I suspect that (netconsole > serial) nowadays.
+ */
+# define TRACE_ENTRIES_DEFAULT 16384UL
+#else
+# define TRACE_ENTRIES_DEFAULT 65536UL
+#endif
+static unsigned long trace_nr_entries = TRACE_ENTRIES_DEFAULT;
/* trace_types holds a link list of available tracers. */
static struct tracer *trace_types __read_mostly;
@@ -2930,6 +2941,166 @@ static __init void tracer_init_debugfs(v
#endif
}
+#ifdef CONFIG_FTRACE_DUMP_ON_OOPS
+static int trace_panic_handler(struct notifier_block *this,
+ unsigned long event, void *unused)
+{
+ ftrace_dump();
+ return NOTIFY_OK;
+}
+
+static struct notifier_block trace_panic_notifier = {
+ .notifier_call = trace_panic_handler,
+ .next = NULL,
+ .priority = 150 /* priority: INT_MAX >= x >= 0 */
+};
+
+static int trace_die_handler(struct notifier_block *self,
+ unsigned long val,
+ void *data)
+{
+ switch (val) {
+ case DIE_OOPS:
+ ftrace_dump();
+ break;
+ default:
+ break;
+ }
+ return NOTIFY_OK;
+}
+
+static struct notifier_block trace_die_notifier = {
+ .notifier_call = trace_die_handler,
+ .priority = 200
+};
+
+static void
+trace_printk_seq(struct trace_seq *s)
+{
+ int len = s->len >= PAGE_SIZE ? PAGE_SIZE - 1 : s->len;
That's an open-coded min().
Beware that some architectures' PAGE_SIZE has unsigned long type and
others have a different type (unsigned?) so a min() on PAGE_SIZE will
warn on some architectures and not on others. min_t will fix that.
+ s->buffer[len] = 0;
+ printk("%s", s->buffer);
If the null-termination of ->buffer[] was actually needed then we have
a big problem here.
I'd suggest a conversion to vsnprintf().
+ trace_seq_reset(s);
+}
+
+
+static struct trace_iterator dump_iter;
+static raw_spinlock_t ftrace_dump_lock =
+ (raw_spinlock_t)__RAW_SPIN_LOCK_UNLOCKED;
argh.
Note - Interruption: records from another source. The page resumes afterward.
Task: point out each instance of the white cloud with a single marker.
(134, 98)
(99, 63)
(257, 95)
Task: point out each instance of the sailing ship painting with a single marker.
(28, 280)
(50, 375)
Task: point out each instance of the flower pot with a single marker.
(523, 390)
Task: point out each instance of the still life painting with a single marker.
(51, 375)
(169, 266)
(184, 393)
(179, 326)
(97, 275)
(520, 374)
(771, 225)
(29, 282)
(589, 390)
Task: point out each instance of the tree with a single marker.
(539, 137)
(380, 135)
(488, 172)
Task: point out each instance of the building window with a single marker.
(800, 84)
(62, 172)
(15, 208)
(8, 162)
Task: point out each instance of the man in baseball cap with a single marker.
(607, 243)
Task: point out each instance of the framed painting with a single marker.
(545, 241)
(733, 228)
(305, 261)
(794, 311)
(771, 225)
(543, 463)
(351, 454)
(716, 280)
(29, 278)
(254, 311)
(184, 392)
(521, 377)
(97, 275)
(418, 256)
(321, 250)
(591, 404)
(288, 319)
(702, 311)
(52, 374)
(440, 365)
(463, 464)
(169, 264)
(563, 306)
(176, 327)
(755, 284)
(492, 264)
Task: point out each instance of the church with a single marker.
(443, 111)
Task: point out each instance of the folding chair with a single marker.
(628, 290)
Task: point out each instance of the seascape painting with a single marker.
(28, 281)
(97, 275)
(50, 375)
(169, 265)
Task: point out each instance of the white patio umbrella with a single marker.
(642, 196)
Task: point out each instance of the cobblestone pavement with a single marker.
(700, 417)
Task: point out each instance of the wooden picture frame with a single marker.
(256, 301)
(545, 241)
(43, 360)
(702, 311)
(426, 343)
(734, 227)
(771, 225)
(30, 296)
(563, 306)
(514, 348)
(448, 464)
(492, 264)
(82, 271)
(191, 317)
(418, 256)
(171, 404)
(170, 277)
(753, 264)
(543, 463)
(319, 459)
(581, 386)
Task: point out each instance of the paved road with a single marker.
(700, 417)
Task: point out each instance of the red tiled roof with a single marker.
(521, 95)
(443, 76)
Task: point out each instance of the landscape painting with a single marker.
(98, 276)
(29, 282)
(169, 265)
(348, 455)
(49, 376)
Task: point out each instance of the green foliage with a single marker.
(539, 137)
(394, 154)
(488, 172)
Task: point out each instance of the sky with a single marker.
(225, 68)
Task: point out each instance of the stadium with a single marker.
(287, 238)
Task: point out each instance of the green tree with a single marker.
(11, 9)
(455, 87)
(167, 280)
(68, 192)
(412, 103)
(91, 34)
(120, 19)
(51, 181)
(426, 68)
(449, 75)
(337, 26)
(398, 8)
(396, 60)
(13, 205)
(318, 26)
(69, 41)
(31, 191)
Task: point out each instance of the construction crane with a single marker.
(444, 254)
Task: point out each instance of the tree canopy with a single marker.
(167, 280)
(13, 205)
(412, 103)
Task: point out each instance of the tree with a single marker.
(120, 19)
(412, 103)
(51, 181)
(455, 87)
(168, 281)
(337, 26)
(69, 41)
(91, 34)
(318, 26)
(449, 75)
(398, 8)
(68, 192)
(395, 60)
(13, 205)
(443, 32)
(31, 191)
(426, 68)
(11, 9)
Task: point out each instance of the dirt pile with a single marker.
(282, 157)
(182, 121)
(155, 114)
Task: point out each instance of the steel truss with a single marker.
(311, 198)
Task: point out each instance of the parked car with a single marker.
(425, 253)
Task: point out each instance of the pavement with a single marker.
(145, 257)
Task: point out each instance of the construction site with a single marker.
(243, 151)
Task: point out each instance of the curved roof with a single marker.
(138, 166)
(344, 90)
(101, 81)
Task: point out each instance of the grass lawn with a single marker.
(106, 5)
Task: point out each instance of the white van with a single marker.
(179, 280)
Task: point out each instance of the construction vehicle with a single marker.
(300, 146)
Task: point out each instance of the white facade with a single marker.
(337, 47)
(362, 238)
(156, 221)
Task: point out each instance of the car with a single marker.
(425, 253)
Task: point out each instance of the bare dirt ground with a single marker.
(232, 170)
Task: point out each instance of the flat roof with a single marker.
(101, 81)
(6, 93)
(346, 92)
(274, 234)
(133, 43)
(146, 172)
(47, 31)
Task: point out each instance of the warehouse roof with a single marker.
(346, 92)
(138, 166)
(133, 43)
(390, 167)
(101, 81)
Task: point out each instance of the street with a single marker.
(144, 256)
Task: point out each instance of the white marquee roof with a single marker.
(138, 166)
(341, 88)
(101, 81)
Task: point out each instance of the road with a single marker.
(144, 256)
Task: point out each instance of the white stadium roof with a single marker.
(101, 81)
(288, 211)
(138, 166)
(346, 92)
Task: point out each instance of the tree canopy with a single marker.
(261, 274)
Please never do an uncommented raw_spinlock_t. It's just
impossible for your readers to work out ytf it was chosen.
+static int dump_running;
+
+void ftrace_dump(void)
+{
+ struct trace_iterator *iter = &dump_iter;
+ struct trace_array_cpu *data;
+ static cpumask_t mask;
+ unsigned long flags;
+ int cpu, ret;
+ int cnt = 0;
+
+ local_irq_save(flags);
+
+ /* only one dump at a time */
+ __raw_spin_lock(&ftrace_dump_lock);
Should we have a __raw_spinlock_irqsave()?
+ if (dump_running)
+ ret = 1;
+ else {
+ dump_running = 1;
+ ret = 0;
+ }
+ __raw_spin_unlock(&ftrace_dump_lock);
+
+ if (ret)
+ goto out;
+
+ /* No turning back! */
+ ftrace_kill_atomic();
+
+ printk("Dumping ftrace buffer:\n");
didst thou run checkpatch?
+ memset(iter, 0, sizeof(*iter));
This is zeroing out dump_iter, which is already zeroed. Is it needed?
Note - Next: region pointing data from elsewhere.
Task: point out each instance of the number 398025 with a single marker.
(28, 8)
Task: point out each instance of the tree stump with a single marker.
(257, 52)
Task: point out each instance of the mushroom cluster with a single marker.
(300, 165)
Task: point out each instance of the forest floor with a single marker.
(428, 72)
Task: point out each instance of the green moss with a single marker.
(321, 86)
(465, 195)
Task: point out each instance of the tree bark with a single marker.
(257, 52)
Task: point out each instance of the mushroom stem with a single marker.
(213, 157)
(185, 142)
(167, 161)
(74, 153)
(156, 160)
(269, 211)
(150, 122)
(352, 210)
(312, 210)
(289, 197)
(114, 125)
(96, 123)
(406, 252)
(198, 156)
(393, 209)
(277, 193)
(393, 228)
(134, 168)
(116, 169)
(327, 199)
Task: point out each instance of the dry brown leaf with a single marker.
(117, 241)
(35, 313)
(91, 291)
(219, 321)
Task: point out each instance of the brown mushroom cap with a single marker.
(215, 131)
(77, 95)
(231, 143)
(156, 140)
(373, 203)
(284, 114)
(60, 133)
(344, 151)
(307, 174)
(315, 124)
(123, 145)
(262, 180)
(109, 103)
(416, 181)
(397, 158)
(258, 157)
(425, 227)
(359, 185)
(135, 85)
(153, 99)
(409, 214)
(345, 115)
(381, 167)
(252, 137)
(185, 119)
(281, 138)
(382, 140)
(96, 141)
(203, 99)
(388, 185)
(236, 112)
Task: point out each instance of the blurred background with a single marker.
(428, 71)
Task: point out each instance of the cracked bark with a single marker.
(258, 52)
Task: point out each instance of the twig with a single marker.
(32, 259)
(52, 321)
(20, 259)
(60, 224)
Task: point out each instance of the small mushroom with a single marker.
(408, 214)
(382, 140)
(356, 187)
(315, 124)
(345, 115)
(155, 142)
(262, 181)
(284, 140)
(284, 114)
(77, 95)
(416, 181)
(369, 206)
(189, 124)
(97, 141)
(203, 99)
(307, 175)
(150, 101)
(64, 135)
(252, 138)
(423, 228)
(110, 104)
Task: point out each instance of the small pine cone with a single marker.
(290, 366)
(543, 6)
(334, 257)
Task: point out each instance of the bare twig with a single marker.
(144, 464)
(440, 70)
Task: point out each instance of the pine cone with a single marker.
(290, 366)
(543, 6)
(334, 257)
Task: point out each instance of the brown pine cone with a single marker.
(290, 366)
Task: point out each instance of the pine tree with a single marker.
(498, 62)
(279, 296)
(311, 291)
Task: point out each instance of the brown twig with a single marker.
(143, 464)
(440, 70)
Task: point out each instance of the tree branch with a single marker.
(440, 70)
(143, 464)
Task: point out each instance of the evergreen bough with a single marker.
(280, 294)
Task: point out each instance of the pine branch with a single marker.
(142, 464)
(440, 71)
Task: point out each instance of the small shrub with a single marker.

+ iter->tr = &global_trace;
+ iter->trace = current_trace;
The use of local variable `iter' instead of simply using direct access
to dump_iter declarifies things. Perhaps it generates significantly
better code? If not, I'd suggest doing it the simple way.
dump_iter could be made local to this function.
+ /*
+ * We need to stop all tracing on all CPUS to read the
+ * the next buffer. This is a bit expensive, but is
+ * not done often. We fill all what we can read,
+ * and then release the locks again.
+ */
+
+ cpus_clear(mask);
+
+ for_each_tracing_cpu(cpu) {
+ data = iter->tr->data[cpu];
+
+ if (!head_page(data) || !data->trace_idx)
+ continue;
+
+ atomic_inc(&data->disabled);
+ cpu_set(cpu, mask);
+ }
+
+ for_each_cpu_mask(cpu, mask) {
+ data = iter->tr->data[cpu];
+ __raw_spin_lock(&data->lock);
+
+ if (data->overrun > iter->last_overrun[cpu])
+ iter->overrun[cpu] +=
+ data->overrun - iter->last_overrun[cpu];
+ iter->last_overrun[cpu] = data->overrun;
+ }
+
+ while (!trace_empty(iter)) {
+
+ if (!cnt)
+ printk("---------------------------------\n");
+
+ cnt++;
+
+ /* reset all but tr, trace, and overruns */
+ memset(&iter->seq, 0,
+ sizeof(struct trace_iterator) -
+ offsetof(struct trace_iterator, seq));
+ iter->iter_flags |= TRACE_FILE_LAT_FMT;
+ iter->pos = -1;
+
+ if (find_next_entry_inc(iter) != NULL) {
+ print_trace_line(iter);
+ trace_consume(iter);
+ }
+
+ trace_printk_seq(&iter->seq);
+ }
+
+ if (!cnt)
+ printk(" (ftrace buffer empty)\n");
+ else
+ printk("---------------------------------\n");
+
+ for_each_cpu_mask(cpu, mask) {
+ data = iter->tr->data[cpu];
+ __raw_spin_unlock(&data->lock);
+ }
+
+ for_each_cpu_mask(cpu, mask) {
+ data = iter->tr->data[cpu];
+ atomic_dec(&data->disabled);
+ }
Can we combine those two loops into one?
+ __raw_spin_lock(&ftrace_dump_lock);
+ dump_running = 0;
+ __raw_spin_unlock(&ftrace_dump_lock);
+
+ out:
+ local_irq_restore(flags);
+}
+#endif /* CONFIG_FTRACE_DUMP_ON_OOPS */
Do we really need a new config option for this? Would it hurt too much
to make it unconditionally available?